MaxCompute supports the following batch synchronization solutions: One-click batch synchronization to MaxCompute (Cyclical Full), One-click batch synchronization to MaxCompute (Cyclical Increment), One-click batch synchronization to MaxCompute (Once Full), One-click batch synchronization to MaxCompute (Once Increment), and One-click batch synchronization to MaxCompute (Once Full then cyclical increment). This topic describes how to create a batch synchronization solution to synchronize all data in a database to MaxCompute. In this example, One-click batch synchronization to MaxCompute (Once Full then cyclical increment) is used.

Prerequisites

  1. The required data sources are configured. Before you configure a data synchronization solution, you must configure the data sources from which you want to read data and to which you want to write data. This way, you can select the data sources when you configure a data synchronization solution. For information about the data source types that support the solution-based synchronization feature and the configuration of a data source, see Supported data source types and read and write operations.
    Note For information about the items that you need to understand before you configure a data source, see Overview.
  2. An exclusive resource group for Data Integration that meets your business requirements is purchased. For more information, see Create and use an exclusive resource group for Data Integration.
  3. Network connections between the exclusive resource group for Data Integration and data sources are established. For more information, see Establish a network connection between a resource group and a data source.
  4. The data source environments are prepared. Before you configure a data synchronization solution, you must create an account that can be used to access a database and grant the account the permissions required to perform specific operations on the database based on your configurations for data synchronization. For more information, see Overview.

Background information

For more information about the data synchronization solutions and how to write data to a partitioned table, see Overview of the solution-based synchronization feature.

Procedure

  1. Step 1: Select a synchronization solution
  2. Step 2: Configure network connections for data synchronization
  3. Step 3: Configure the source and synchronization rules
  4. Step 4: Configure destination tables
  5. Step 5: Configure synchronization rules
  6. Step 6: Configure the resources required by the synchronization solution
  7. Step 7: Run the synchronization solution

Step 1: Select a synchronization solution

Go to the Data Integration page in the DataWorks console and click Create Data Synchronization Solution. On the Create Data Synchronization Solution page, select a source and a destination for data synchronization from the drop-down lists. Then, select One-click batch synchronization to MaxCompute (Once Full then cyclical increment). For more information, see Create a synchronization solution.
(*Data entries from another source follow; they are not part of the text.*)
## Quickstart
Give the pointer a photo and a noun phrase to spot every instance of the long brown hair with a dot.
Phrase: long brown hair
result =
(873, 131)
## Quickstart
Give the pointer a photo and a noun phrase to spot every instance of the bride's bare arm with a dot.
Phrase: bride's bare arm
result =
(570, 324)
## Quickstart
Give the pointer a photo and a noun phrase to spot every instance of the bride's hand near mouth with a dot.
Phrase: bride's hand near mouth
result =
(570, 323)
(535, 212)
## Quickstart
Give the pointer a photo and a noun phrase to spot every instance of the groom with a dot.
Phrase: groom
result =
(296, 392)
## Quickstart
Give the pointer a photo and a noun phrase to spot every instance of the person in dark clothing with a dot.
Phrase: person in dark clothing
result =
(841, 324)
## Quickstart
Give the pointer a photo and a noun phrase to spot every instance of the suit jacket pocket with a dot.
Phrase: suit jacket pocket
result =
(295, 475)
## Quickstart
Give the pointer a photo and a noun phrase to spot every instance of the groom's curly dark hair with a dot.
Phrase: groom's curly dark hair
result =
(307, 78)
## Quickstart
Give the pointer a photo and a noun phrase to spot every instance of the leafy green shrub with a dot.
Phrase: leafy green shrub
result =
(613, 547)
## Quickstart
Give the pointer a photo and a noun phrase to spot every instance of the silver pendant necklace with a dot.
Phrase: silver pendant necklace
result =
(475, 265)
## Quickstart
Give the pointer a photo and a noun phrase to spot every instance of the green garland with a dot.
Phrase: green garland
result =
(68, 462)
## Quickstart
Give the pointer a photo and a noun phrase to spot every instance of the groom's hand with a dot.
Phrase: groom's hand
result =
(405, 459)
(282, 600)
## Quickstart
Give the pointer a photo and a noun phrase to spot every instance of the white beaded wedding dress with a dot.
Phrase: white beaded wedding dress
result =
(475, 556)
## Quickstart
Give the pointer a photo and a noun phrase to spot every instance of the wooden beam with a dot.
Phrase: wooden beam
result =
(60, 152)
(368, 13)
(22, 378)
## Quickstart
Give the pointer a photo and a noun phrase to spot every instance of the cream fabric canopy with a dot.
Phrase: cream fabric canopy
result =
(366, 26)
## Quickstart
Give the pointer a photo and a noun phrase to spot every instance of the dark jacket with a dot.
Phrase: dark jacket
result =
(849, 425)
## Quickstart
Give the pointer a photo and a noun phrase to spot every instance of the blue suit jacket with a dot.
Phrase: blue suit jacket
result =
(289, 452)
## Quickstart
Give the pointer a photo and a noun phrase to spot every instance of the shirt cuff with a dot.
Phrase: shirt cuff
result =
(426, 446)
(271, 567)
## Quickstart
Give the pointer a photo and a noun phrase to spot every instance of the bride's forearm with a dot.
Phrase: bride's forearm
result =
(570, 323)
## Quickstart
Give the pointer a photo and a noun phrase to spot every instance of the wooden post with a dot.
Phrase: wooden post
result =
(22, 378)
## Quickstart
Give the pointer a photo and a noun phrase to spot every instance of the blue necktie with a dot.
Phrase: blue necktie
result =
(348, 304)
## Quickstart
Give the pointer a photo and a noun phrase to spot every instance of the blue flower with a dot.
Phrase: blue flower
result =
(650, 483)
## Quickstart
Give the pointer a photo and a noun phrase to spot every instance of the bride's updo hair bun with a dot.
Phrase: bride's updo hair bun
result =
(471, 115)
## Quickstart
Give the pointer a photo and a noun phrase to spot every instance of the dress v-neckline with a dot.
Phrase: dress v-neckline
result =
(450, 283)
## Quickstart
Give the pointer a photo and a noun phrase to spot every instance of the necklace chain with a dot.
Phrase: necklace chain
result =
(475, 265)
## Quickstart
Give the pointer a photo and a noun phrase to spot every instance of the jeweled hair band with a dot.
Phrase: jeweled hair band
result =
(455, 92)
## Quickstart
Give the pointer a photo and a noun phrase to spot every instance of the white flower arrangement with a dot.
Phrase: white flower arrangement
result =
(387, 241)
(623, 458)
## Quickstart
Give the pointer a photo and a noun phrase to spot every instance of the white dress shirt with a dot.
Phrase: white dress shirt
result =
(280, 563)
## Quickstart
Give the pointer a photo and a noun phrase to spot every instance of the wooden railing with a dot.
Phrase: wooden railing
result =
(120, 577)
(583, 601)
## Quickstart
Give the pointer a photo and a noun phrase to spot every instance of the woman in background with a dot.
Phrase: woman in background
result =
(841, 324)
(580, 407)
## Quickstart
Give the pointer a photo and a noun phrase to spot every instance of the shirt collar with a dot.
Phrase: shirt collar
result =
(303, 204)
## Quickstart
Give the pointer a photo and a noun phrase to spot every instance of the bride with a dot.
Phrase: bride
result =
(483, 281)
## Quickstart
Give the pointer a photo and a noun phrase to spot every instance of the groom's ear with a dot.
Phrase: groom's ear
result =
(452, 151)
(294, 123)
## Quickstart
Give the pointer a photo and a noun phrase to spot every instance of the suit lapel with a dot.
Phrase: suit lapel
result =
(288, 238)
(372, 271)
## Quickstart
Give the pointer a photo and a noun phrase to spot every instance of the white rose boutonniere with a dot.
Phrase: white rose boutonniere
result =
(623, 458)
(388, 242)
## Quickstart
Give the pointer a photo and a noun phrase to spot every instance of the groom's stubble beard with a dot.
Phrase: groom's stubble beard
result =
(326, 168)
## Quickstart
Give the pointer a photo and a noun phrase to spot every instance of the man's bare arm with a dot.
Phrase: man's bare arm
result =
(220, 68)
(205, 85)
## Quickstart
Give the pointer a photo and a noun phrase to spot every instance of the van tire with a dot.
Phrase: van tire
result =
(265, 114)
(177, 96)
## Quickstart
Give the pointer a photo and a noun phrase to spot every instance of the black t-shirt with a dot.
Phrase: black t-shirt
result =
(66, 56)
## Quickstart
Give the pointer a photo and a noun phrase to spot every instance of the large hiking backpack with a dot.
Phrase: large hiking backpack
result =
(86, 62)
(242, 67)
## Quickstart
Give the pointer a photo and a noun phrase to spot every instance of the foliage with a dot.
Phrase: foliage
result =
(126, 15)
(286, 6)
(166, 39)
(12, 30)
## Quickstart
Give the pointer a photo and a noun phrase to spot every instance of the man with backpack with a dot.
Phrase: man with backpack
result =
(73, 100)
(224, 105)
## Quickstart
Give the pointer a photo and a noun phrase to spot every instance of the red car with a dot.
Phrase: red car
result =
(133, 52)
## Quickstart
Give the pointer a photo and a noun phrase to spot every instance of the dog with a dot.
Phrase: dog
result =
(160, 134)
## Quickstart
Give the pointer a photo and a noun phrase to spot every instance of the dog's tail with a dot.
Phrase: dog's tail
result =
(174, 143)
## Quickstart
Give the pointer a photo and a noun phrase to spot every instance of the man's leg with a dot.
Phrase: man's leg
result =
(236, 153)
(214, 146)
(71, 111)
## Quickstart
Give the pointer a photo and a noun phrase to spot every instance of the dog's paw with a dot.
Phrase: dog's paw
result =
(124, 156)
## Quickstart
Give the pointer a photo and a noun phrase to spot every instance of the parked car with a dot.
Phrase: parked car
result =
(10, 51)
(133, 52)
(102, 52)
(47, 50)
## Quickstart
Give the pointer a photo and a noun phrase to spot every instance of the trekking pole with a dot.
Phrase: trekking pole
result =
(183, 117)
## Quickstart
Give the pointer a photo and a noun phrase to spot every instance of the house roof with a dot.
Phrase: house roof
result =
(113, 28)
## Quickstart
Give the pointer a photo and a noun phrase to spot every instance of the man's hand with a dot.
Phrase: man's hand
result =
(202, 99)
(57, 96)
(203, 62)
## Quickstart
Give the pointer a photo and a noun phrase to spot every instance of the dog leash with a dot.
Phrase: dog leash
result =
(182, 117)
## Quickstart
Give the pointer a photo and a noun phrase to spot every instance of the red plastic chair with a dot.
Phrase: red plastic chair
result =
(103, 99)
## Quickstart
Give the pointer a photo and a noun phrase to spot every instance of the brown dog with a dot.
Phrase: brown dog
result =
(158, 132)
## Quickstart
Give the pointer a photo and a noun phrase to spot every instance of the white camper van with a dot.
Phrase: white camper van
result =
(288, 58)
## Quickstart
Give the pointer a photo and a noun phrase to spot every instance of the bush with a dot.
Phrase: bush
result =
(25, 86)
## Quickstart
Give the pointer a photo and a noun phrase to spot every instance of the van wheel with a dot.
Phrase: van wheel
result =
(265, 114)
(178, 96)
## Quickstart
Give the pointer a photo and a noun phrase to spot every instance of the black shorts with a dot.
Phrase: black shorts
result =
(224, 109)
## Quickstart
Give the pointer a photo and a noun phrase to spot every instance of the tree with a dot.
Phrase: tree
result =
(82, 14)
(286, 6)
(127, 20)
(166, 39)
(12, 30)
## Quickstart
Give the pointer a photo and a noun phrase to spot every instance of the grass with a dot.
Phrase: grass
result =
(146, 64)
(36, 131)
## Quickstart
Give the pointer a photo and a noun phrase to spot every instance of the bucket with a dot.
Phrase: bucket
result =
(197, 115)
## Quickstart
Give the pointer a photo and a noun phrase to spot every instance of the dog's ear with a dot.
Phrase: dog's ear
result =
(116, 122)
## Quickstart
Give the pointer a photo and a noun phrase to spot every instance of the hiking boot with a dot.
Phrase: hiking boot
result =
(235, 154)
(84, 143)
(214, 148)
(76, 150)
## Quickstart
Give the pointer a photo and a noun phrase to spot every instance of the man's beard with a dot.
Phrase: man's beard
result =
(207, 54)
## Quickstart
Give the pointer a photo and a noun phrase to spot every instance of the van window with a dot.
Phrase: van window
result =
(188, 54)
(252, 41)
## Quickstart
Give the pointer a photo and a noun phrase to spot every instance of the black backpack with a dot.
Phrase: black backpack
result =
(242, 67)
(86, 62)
Step 2: Configure network connections for data synchronization

Select a source, a destination, and a resource group that is used to run nodes. Test the network connectivity to make sure that the resource group is connected to the source and destination. For more information, see Configure network connections for data synchronization.

Step 3: Configure the source and synchronization rules

  1. In the Basic Configuration section, configure the parameters, such as the Solution Name and Location parameters, based on your business requirements.
  2. In the Data Source section, confirm the information about the source.
  3. In the Source Table section, select the tables from which you want to read data from the Source Table list. Then, click the Icon icon to add the tables to the Selected Source Table list.

    The Selected Source Table list displays all tables in the source. You can select all or specific tables.

  4. In the Mapping Rules for Table Names section, click Add Rule, select a rule type, and then configure a mapping rule of the selected type.
    By default, data in a source table is written to a MaxCompute table that has the same name as the source table. You can configure a mapping rule to synchronize data from multiple tables in the source to the same table in the destination. You can also configure a mapping rule to synchronize data from source tables whose names start with a specified prefix to the destination tables whose names start with another specified prefix. You can use regular expressions to convert the names of the destination tables. You can also use built-in variables to add prefixes and suffixes to the names of destination tables. For more information, see Step 4: Select the source databases and tables and configure mapping rules.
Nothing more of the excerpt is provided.